The line 29 looks funny. Something is wrong with the code formatting on the forum
I hope I got it right…
You have input[512][2048] and you want output[512] with output[i]=sum_j (intput[i][j]).
__global__ void Baseline_Summation(int *input,int *output)
int tid=threadIdx.x;
__shared__ int temp[2048]; // 'static' shared memory declaration
int ii;
ii=blockIdx.x*2048;
temp[tid]=intput[ii+tid];
temp[tid+512]=intput[ii+512+tid];
temp[tid+1024]=intput[ii+1024+tid];
temp[tid+1536]=intput[ii+1536+tid];
temp[tid]=temp[tid]+temp[tid+512]+temp[tid+1024]+temp[tid+1536];
__syncthreads();
for(unsigned int s=256; s>=1; s=s/2)
{
if(tid< s)
{
temp[tid] += temp[tid + s];
}
//////////////////////////////
__syncthreads();
}
if(tid == 0) output[blockIdx.x] = temp[0];
}
// in the program use
Baseline_Summation< < < 512,512 > > >(intput,output);
This will work for input[512][2048],output[512], the kernel is launched with 512 blocks, with 512 threads for each block (for other grid configurations the kernel needs to be changed)
Well I think I misunderstood your question, but the code should work if the data is properly put in the matrix. The line you highlighted does not mean that the output is the same. temp array is shared and it is local to each block. temp[0] collects the sum in each block. There are 2048 blocks and temp[0] will be different (local) in each block.
The code does not work for your problem, but it is correct.
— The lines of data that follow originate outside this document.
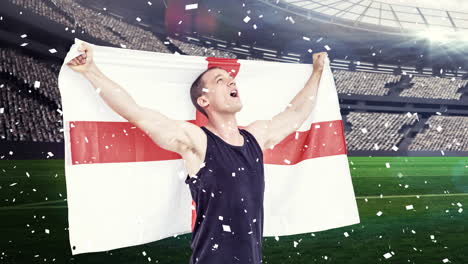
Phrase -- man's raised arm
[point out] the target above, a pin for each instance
(169, 134)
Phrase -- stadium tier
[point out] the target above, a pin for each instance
(435, 87)
(365, 83)
(25, 118)
(446, 133)
(376, 131)
(195, 50)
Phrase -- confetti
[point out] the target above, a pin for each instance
(191, 6)
(227, 228)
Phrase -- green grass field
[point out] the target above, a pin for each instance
(31, 204)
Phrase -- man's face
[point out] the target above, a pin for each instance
(220, 92)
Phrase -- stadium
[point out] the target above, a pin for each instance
(400, 70)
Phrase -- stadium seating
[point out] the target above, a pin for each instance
(446, 133)
(36, 75)
(25, 118)
(96, 24)
(435, 88)
(376, 131)
(364, 83)
(192, 49)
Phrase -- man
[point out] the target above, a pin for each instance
(224, 163)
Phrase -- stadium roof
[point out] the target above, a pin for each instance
(406, 16)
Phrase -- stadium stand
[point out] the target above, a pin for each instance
(46, 9)
(195, 50)
(435, 87)
(96, 24)
(376, 131)
(364, 83)
(38, 76)
(25, 118)
(447, 133)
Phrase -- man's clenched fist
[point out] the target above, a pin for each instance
(82, 63)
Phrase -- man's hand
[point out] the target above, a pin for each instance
(318, 60)
(84, 62)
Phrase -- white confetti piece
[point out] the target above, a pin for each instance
(227, 228)
(191, 6)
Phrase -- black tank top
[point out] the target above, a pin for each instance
(228, 194)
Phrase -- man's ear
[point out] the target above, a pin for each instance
(203, 101)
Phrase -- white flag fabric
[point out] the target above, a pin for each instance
(124, 190)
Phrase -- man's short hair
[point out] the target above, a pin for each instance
(197, 90)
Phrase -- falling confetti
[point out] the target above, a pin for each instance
(191, 6)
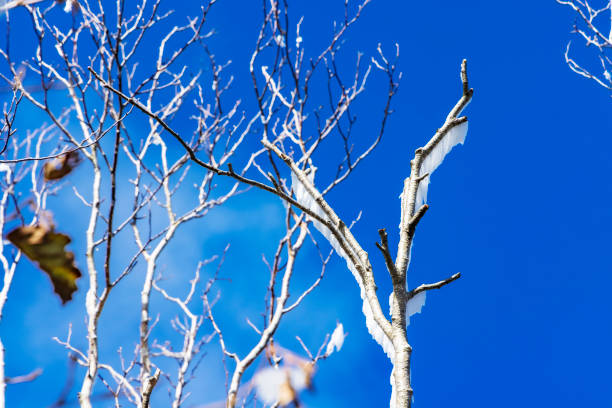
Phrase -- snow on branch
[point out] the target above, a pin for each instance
(307, 200)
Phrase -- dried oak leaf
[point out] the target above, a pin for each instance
(59, 167)
(46, 248)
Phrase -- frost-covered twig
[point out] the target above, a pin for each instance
(595, 28)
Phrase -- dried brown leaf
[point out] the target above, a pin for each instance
(46, 248)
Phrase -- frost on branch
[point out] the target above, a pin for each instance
(455, 136)
(336, 341)
(304, 198)
(413, 306)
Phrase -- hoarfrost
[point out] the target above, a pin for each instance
(336, 341)
(303, 197)
(454, 137)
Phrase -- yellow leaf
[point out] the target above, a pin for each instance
(46, 248)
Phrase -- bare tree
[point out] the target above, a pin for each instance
(150, 135)
(593, 25)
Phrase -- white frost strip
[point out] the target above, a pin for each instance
(303, 197)
(336, 341)
(413, 306)
(454, 137)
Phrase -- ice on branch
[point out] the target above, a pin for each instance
(303, 197)
(413, 306)
(336, 341)
(455, 136)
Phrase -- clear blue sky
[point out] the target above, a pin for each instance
(522, 211)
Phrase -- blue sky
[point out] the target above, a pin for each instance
(522, 210)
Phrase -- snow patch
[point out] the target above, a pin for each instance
(303, 197)
(436, 156)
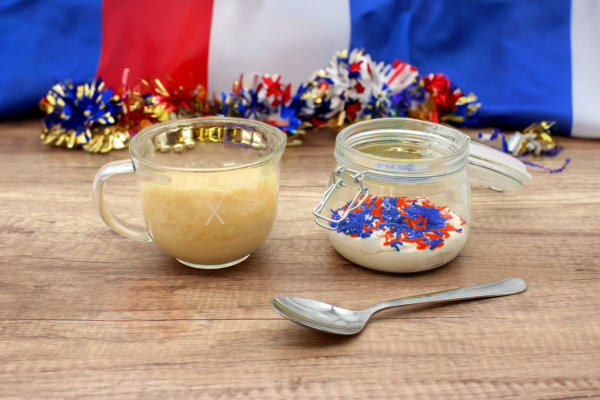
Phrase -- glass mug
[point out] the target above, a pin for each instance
(209, 188)
(399, 198)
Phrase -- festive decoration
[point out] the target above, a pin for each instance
(536, 140)
(400, 219)
(351, 88)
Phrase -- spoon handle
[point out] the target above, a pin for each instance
(503, 287)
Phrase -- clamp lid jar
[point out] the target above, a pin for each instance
(399, 198)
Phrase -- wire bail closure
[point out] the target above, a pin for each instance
(339, 183)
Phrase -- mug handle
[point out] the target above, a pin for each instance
(125, 229)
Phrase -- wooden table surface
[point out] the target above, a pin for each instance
(88, 313)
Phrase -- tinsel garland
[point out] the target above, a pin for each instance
(351, 88)
(535, 140)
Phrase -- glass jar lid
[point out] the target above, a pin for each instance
(428, 151)
(493, 168)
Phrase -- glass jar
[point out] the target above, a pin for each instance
(399, 198)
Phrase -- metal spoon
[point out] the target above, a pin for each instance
(340, 321)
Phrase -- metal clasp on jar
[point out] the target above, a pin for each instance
(339, 183)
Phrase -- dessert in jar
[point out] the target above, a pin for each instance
(400, 199)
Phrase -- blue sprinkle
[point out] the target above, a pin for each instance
(396, 245)
(435, 243)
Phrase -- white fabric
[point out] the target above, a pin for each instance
(585, 65)
(291, 38)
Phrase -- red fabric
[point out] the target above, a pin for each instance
(154, 39)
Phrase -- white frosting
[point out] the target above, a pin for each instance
(371, 253)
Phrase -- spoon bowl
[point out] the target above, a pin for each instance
(328, 318)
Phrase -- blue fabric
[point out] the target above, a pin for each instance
(514, 54)
(42, 43)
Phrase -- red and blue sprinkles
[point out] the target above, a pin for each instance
(402, 220)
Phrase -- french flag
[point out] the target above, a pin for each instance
(527, 60)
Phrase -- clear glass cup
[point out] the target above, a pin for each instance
(399, 198)
(209, 188)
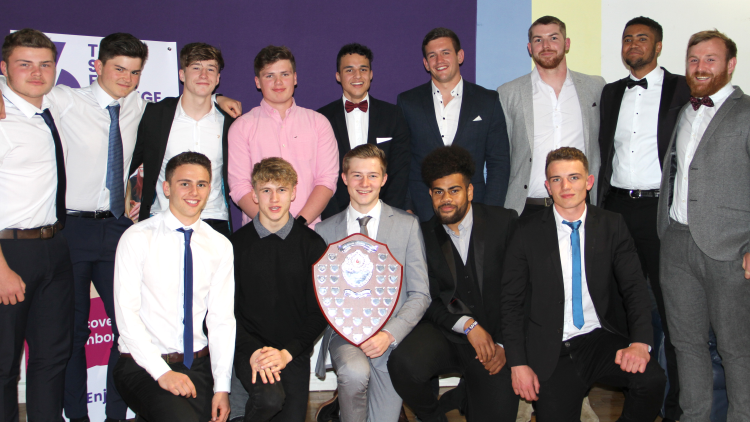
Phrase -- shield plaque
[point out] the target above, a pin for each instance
(357, 284)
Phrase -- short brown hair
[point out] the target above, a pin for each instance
(27, 38)
(198, 52)
(567, 154)
(548, 20)
(273, 169)
(699, 37)
(364, 151)
(271, 55)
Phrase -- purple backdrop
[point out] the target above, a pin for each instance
(314, 31)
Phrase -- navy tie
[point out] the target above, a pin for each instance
(575, 245)
(187, 335)
(114, 164)
(60, 160)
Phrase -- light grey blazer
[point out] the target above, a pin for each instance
(719, 182)
(401, 232)
(516, 98)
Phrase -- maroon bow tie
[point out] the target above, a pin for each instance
(697, 102)
(349, 106)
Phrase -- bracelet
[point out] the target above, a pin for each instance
(471, 327)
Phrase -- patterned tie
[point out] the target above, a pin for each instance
(60, 159)
(187, 322)
(114, 164)
(363, 224)
(575, 244)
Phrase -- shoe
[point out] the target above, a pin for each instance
(329, 411)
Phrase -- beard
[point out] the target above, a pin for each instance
(717, 82)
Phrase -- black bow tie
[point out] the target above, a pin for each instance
(643, 83)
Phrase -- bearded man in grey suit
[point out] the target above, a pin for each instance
(704, 225)
(549, 108)
(364, 384)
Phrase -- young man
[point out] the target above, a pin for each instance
(173, 271)
(191, 122)
(280, 128)
(465, 244)
(364, 386)
(702, 224)
(562, 266)
(358, 118)
(638, 115)
(448, 110)
(36, 277)
(278, 317)
(549, 108)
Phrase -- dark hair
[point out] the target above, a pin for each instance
(652, 24)
(187, 157)
(699, 37)
(567, 154)
(272, 54)
(27, 38)
(548, 20)
(353, 48)
(440, 33)
(122, 44)
(445, 161)
(197, 52)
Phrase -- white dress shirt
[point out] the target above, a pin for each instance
(447, 115)
(590, 319)
(636, 161)
(357, 123)
(149, 290)
(202, 136)
(557, 123)
(28, 166)
(690, 129)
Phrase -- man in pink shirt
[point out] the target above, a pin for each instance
(280, 128)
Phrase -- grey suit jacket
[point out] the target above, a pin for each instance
(401, 232)
(516, 98)
(719, 182)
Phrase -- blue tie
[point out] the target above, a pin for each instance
(575, 245)
(114, 163)
(187, 335)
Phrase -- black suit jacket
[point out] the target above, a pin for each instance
(489, 236)
(151, 145)
(674, 94)
(533, 299)
(386, 121)
(481, 130)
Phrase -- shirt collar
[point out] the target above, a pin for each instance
(264, 232)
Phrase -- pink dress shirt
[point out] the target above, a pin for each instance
(304, 138)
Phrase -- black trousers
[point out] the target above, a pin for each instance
(284, 401)
(92, 250)
(590, 358)
(144, 395)
(45, 320)
(640, 217)
(426, 353)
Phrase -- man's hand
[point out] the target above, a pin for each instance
(230, 106)
(376, 345)
(525, 382)
(634, 358)
(177, 384)
(497, 362)
(482, 342)
(267, 374)
(220, 407)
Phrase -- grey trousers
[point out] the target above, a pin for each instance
(365, 392)
(700, 292)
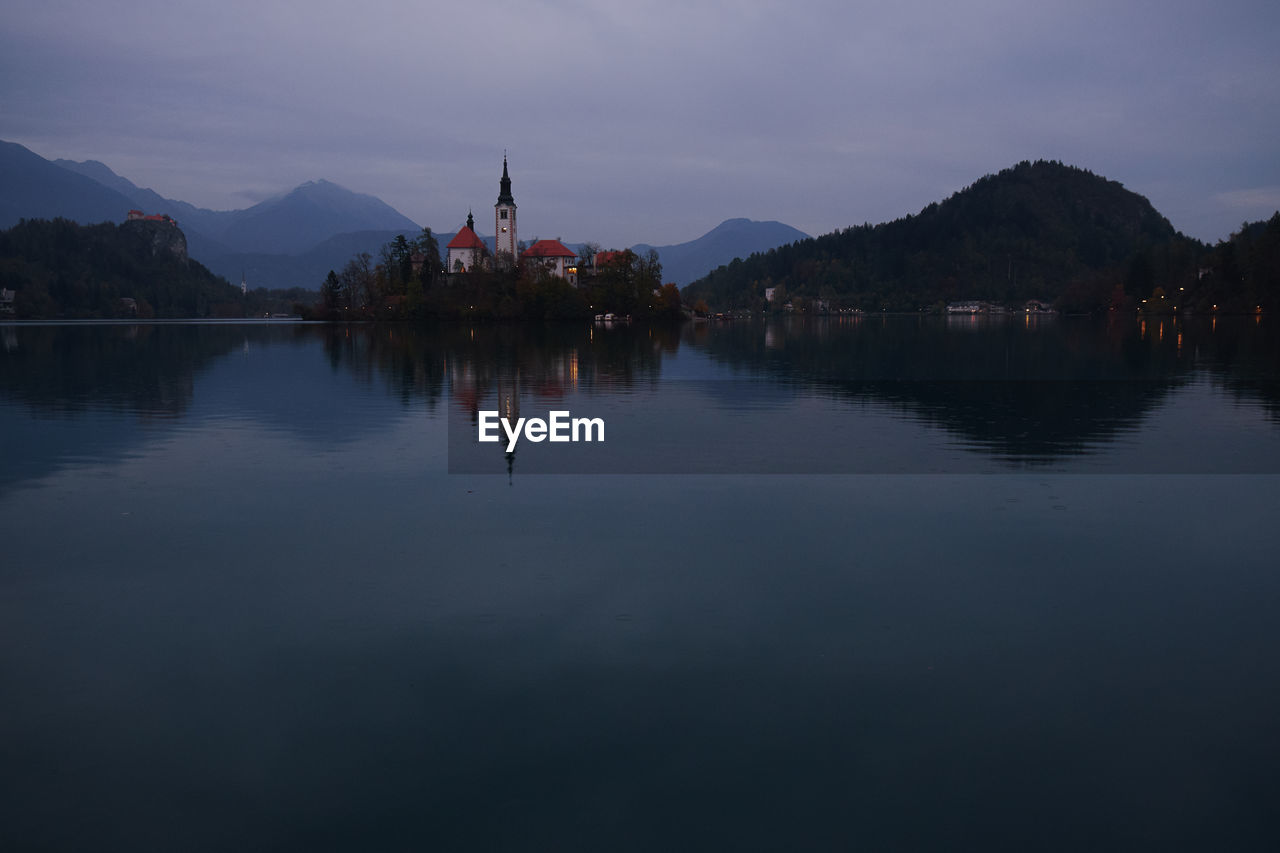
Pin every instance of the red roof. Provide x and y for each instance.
(608, 258)
(465, 238)
(548, 249)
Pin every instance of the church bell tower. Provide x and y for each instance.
(504, 218)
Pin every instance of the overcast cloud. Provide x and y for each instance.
(653, 121)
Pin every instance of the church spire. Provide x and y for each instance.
(504, 196)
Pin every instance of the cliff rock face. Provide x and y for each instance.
(158, 236)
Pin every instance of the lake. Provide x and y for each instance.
(839, 583)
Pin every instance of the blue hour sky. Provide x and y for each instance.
(652, 121)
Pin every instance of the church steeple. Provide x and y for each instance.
(504, 186)
(504, 218)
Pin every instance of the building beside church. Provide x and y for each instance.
(467, 250)
(504, 218)
(554, 256)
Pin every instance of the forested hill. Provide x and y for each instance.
(140, 268)
(1033, 231)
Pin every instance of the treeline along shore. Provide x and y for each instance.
(1040, 231)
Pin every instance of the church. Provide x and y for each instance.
(467, 250)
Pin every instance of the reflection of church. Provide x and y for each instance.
(467, 251)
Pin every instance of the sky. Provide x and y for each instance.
(653, 121)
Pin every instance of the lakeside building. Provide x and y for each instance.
(554, 256)
(467, 251)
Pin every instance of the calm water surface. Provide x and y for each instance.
(874, 584)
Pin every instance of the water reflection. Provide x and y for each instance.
(1019, 389)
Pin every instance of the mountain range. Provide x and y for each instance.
(293, 240)
(1043, 231)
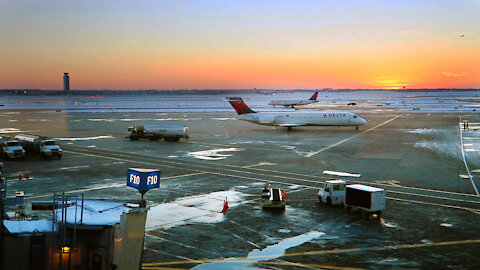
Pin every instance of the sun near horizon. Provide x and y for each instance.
(240, 45)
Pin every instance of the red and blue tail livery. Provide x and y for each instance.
(239, 105)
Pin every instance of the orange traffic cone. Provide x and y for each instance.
(225, 205)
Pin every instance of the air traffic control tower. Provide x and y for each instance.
(66, 82)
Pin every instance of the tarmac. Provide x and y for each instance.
(432, 213)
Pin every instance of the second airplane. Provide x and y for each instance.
(295, 119)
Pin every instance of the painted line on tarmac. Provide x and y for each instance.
(320, 252)
(283, 263)
(311, 154)
(241, 145)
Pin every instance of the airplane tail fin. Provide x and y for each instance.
(314, 97)
(239, 106)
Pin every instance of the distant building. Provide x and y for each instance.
(66, 82)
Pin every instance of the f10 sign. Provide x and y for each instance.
(143, 179)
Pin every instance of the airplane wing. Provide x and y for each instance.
(292, 125)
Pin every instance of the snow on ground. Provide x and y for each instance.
(205, 208)
(86, 138)
(269, 253)
(222, 119)
(9, 130)
(213, 154)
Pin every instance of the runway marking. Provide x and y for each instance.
(463, 156)
(311, 154)
(242, 145)
(320, 252)
(303, 265)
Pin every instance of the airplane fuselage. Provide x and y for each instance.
(288, 103)
(292, 119)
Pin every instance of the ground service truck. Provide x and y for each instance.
(333, 192)
(369, 200)
(11, 149)
(47, 147)
(156, 132)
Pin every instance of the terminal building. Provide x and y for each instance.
(83, 234)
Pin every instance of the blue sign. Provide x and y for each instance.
(143, 179)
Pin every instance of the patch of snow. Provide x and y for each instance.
(223, 119)
(420, 131)
(10, 130)
(213, 154)
(269, 253)
(205, 208)
(86, 138)
(101, 120)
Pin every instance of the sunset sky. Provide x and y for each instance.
(175, 44)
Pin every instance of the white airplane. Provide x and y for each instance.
(294, 102)
(295, 118)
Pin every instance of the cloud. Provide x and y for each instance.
(454, 74)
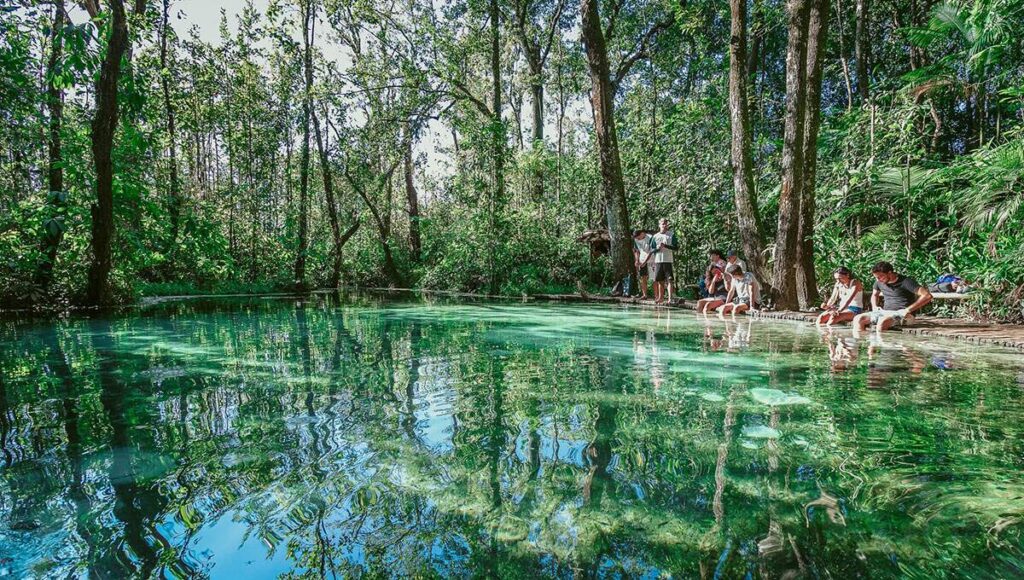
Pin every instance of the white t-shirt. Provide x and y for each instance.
(643, 246)
(745, 287)
(664, 255)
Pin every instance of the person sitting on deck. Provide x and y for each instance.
(717, 291)
(901, 297)
(664, 244)
(733, 258)
(847, 299)
(717, 260)
(642, 258)
(744, 292)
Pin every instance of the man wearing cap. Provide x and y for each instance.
(664, 244)
(642, 258)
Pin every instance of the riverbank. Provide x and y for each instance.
(958, 329)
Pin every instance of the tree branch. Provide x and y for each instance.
(639, 50)
(552, 27)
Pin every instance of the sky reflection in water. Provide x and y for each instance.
(357, 437)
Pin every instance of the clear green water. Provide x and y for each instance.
(359, 438)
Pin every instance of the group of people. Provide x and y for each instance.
(652, 256)
(895, 298)
(728, 289)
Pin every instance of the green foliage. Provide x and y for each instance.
(927, 173)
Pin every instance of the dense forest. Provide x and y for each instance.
(467, 143)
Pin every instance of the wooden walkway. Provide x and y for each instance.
(969, 331)
(966, 330)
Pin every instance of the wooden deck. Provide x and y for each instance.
(966, 330)
(969, 331)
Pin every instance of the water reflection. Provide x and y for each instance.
(358, 438)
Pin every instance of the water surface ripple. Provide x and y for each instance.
(340, 437)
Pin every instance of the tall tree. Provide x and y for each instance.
(862, 47)
(175, 204)
(536, 40)
(498, 140)
(413, 201)
(748, 216)
(55, 223)
(784, 272)
(104, 124)
(807, 288)
(306, 11)
(338, 239)
(602, 95)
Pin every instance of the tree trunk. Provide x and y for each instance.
(414, 204)
(498, 143)
(104, 124)
(537, 88)
(844, 60)
(791, 194)
(55, 223)
(332, 209)
(749, 219)
(300, 258)
(862, 47)
(175, 187)
(612, 188)
(807, 287)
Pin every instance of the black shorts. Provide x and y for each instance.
(663, 272)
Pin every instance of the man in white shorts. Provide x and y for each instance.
(901, 297)
(642, 258)
(664, 244)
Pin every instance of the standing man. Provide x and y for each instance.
(664, 244)
(733, 259)
(642, 258)
(901, 296)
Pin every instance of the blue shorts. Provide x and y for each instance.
(898, 319)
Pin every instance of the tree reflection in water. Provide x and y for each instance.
(338, 437)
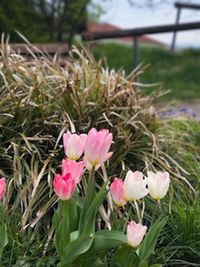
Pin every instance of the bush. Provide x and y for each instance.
(41, 100)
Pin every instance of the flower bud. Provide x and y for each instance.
(135, 233)
(158, 184)
(74, 145)
(64, 186)
(97, 146)
(74, 168)
(117, 192)
(134, 186)
(2, 187)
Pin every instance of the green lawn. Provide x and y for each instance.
(178, 72)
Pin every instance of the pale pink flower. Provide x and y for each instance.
(158, 184)
(135, 233)
(134, 186)
(96, 149)
(64, 186)
(74, 145)
(2, 187)
(117, 192)
(74, 168)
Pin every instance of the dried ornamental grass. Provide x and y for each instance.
(40, 100)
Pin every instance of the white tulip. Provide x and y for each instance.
(134, 186)
(158, 184)
(135, 233)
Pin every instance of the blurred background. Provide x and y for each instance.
(64, 21)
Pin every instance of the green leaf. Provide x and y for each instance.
(76, 248)
(87, 226)
(3, 239)
(73, 215)
(106, 239)
(148, 245)
(61, 222)
(125, 256)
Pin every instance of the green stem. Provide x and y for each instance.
(138, 211)
(89, 196)
(90, 192)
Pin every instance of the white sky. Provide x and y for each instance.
(120, 13)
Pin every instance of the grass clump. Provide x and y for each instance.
(40, 100)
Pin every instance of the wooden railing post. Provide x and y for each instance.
(175, 32)
(135, 52)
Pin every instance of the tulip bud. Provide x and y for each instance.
(117, 192)
(135, 233)
(97, 146)
(2, 187)
(64, 186)
(74, 168)
(74, 145)
(158, 184)
(134, 186)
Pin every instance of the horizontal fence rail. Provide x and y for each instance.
(141, 31)
(187, 5)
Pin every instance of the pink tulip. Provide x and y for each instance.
(117, 192)
(64, 186)
(2, 187)
(158, 184)
(74, 168)
(74, 145)
(134, 186)
(135, 233)
(97, 146)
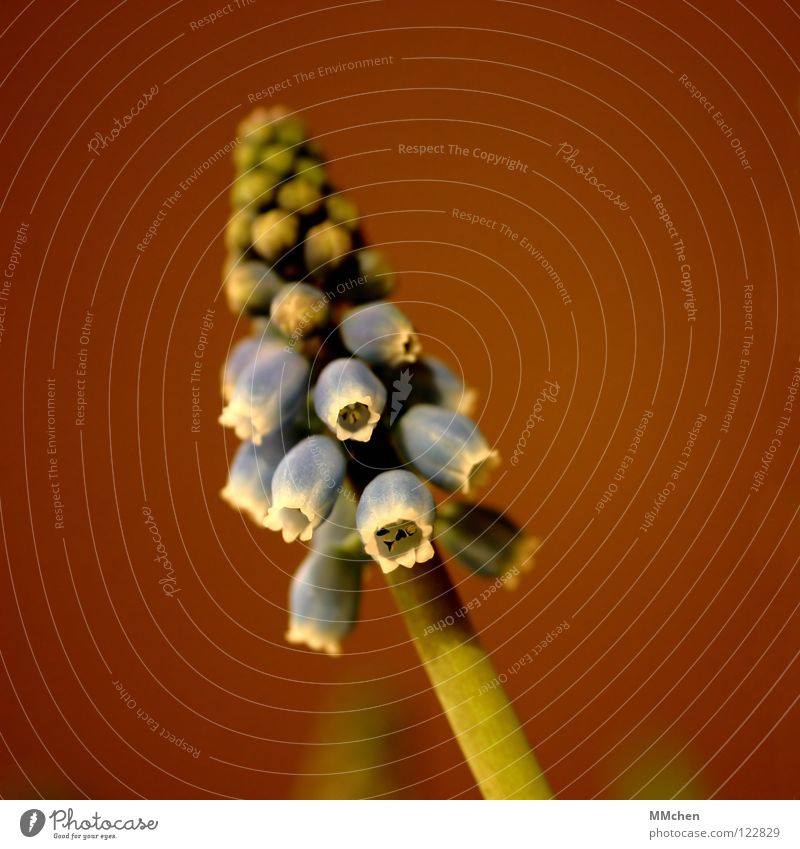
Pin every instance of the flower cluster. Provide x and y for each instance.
(345, 424)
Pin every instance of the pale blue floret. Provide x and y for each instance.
(323, 601)
(266, 395)
(395, 520)
(244, 354)
(445, 447)
(250, 476)
(305, 487)
(380, 333)
(349, 399)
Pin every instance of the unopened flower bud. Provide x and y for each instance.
(380, 333)
(324, 596)
(305, 487)
(445, 447)
(267, 395)
(349, 399)
(243, 355)
(274, 233)
(250, 476)
(395, 520)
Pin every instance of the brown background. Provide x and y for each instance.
(678, 674)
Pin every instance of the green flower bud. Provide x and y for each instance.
(342, 210)
(326, 246)
(298, 195)
(246, 155)
(289, 130)
(277, 159)
(488, 543)
(311, 170)
(237, 233)
(254, 188)
(299, 310)
(274, 233)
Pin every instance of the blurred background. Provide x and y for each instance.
(639, 248)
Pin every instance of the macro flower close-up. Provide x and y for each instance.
(403, 404)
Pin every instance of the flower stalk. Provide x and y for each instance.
(473, 699)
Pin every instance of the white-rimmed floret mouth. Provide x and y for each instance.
(357, 420)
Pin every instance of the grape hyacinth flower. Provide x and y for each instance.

It is important how do you construct the input array. In my examples I map the 2D matrix to a 1D array. The element 2dinput[i][j] is store in 1dinput[j+i*nj] where i=0 -->ni-1 and j=0 → nj-1. Both examples I posted sums along the second dimension but in one case ni=512, nj=2048, while in the other case ni=2048,nj=512. I am alawys confuesed about what one means when referring to the rows/lines of a matrix
You need to expose you problem in a concise manner. The reduction problem is quite straight forward and you will be able to implement quite easy.